Il trattamento combinato mostra risultati favorevoli, soprattutto riguardo l’aumento del tempo libero da recidiva
A cura di Davide Pezza
In Italia, precisamente presso l’Istituto Nazionale Tumori IRCCS Fondazione Pascale di Napoli, è stato avviato uno studio clinico di fase III sul vaccino anti-cancro a mRNA di Moderna, focalizzato sui pazienti affetti da melanoma.

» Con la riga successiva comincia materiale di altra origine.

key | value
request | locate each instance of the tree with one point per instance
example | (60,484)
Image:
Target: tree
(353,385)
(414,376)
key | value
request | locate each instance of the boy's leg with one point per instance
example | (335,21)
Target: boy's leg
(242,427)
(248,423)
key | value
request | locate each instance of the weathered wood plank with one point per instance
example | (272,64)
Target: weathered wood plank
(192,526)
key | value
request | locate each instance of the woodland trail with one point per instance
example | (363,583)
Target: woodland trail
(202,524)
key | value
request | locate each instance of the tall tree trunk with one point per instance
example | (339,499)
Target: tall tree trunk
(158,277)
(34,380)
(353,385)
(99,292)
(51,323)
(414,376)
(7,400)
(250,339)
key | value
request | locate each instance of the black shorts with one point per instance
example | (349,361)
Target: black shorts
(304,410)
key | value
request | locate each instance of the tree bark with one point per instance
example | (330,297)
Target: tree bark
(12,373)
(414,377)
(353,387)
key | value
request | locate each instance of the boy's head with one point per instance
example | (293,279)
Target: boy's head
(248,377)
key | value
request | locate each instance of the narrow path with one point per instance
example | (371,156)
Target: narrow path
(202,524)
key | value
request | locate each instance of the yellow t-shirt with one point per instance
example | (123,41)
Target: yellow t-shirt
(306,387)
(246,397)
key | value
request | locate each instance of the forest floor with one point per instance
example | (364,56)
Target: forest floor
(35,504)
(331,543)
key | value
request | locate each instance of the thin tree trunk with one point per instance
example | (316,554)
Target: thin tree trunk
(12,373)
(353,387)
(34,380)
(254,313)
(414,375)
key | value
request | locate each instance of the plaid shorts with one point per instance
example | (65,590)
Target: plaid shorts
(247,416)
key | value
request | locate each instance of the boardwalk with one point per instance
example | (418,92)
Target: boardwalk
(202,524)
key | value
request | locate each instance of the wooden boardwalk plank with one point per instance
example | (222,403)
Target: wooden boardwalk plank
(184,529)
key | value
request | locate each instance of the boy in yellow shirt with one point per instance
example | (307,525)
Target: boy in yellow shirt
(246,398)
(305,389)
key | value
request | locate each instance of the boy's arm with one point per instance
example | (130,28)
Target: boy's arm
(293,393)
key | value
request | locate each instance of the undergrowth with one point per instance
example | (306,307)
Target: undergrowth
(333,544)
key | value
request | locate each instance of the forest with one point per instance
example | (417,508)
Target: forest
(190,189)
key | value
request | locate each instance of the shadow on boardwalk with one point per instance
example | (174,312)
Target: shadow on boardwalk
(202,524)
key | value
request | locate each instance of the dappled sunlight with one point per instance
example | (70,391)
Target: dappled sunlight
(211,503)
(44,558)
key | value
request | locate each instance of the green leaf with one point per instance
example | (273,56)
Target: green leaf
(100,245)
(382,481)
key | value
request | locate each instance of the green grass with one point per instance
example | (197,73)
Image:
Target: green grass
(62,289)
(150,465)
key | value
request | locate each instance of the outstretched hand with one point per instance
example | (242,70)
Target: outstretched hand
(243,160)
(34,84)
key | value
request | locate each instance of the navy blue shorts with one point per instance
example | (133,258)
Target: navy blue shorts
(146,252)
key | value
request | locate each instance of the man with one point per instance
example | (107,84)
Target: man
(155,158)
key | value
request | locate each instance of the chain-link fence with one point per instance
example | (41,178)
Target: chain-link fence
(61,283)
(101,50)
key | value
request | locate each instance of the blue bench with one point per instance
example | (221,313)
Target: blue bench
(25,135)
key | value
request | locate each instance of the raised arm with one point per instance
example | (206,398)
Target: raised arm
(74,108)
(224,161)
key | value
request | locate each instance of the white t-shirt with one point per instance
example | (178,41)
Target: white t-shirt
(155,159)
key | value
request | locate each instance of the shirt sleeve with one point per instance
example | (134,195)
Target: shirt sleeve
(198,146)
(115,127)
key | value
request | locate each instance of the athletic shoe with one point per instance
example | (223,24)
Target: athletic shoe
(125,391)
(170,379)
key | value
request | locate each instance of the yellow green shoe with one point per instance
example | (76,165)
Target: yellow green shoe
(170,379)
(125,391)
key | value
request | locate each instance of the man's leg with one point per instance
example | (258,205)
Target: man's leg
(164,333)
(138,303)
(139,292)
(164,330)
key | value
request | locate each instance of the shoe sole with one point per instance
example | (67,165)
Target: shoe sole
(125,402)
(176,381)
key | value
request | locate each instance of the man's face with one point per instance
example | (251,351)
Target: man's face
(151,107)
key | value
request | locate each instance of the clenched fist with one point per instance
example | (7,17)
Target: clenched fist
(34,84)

Questo centro si pone tra i pionieri mondiali nell’esplorare questa rivoluzionaria immunoterapia, anticipando la fase chiave prima della valutazione da parte delle autorità regolatorie. Attualmente, si contano ben 70 farmaci immunoterapici in fase di studio, sia in fase preclinica (sperimentazioni non umane) che clinica. Solo in Italia, si conducono circa 200 studi clinici, di cui 51 sono attualmente in fase attiva di arruolamento, offrendo una nuova e significativa prospettiva terapeutica per i pazienti.
La parola all’esperto
“L’immunoterapia rappresenta la rivoluzione più importante negli ultimi 10 anni in campo oncologico” – dichiara Paolo Ascierto, direttore del dipartimento di oncologia melanoma, immunoterapia oncologica e terapie innovative dell’Istituto Nazionale dei Tumori Irccs Fondazione Pascale di Napoli. “Abbiamo iniziato con il melanoma e ora molti farmaci, come i cosiddetti inibitori dei checkpoint immunitari, sono utilizzati contro altri tipi di tumore, come quello del rene, della vescica e dei polmoni. Con molta probabilità avverrà la stessa cosa per i vaccini a mRna: cominceremo con il melanoma per poi estenderne l’utilizzo contro altre forme di cancro”.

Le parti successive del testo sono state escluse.